17 On the other hand, it must be recognized that the connexion made by the french government between the control of advertising in respect of alcoholic drinks and the campaign against alcoholism does exist. It is in fact undeniable that advertising acts as an encouragement to consumption and that the disputed rules are not therefore a matter of indifference from the point of view of the requirements of public health recognized by article 36 of the treaty. However, it should be pointed out that it is expressly specified in the same article that such prohibitions or restrictions ' ' shall not, however, constitute a means of arbitrary discrimination or a disguised restriction on trade between member states. ' '
18 The fact cannot be disputed that several alcoholic beverages on which there are no advertising restrictions under the french legislation, have, from the point of view of public health, the same harmful effects in the event of excessive consumption as similar imported products which, as such, are subjected to prohibitions or restrictions on advertising. Even though it is true that grounds relating to the protection of public health are not wanting in the disputed legislation, none the less its effect is to transfer the effort to restrict excessive alcohol consumption above all to imported products. It is therefore apparent that although the disputed legislation is in principle justified by concern relating to the protection of public health, none the less it constitutes arbitrary discrimination in trade between member states to the extent to which it authorizes advertising in respect of certain national products whilst advertising in respect of products having comparable characteristics but originating in other member states is restricted or entirely prohibited. Legislation restricting advertising in respect of alcoholic drinks complies with the requirements of article 36 only if it applies in identical manner to all the drinks concerned whatever their origin.

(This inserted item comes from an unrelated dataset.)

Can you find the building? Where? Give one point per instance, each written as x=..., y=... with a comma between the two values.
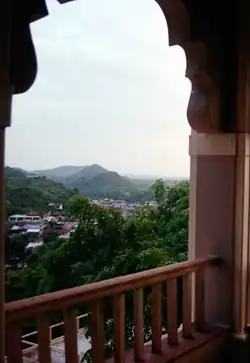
x=216, y=291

19 Therefore that defence by the french government must also be dismissed.
20 It follows that the French Republic must be found to have failed to fulfil its obligations having regard to the fact that the rules on advertising in respect of alcoholic beverages laid down by article l 17 and l 18 of the french code on the retail sale of beverages together with article l 1 of the same code are contrary to article 30 of the eec treaty inasmuch as they constitute an indirect restriction on the import of alcoholic products originating in other member states to the extent to which the marketing of those products is subject, in law or in fact, to more stringent provisions than those which apply to national or competing products.
21 Under the terms of article 69 (2) of the rules of procedure the unsuccessful party shall be ordered to pay the costs. As the defendant has failed in its submissions, it must be ordered to pay the costs.
On those grounds,
The court
Hereby:
1. Declares that by subjecting advertising in respect of alcoholic beverages to discriminatory rules and thereby maintaining obstacles to the freedom of intra-community trade, the French Republic has failed to fulfil its obligations under article 30 of the eec treaty;
2. Orders the French Republic to pay the costs.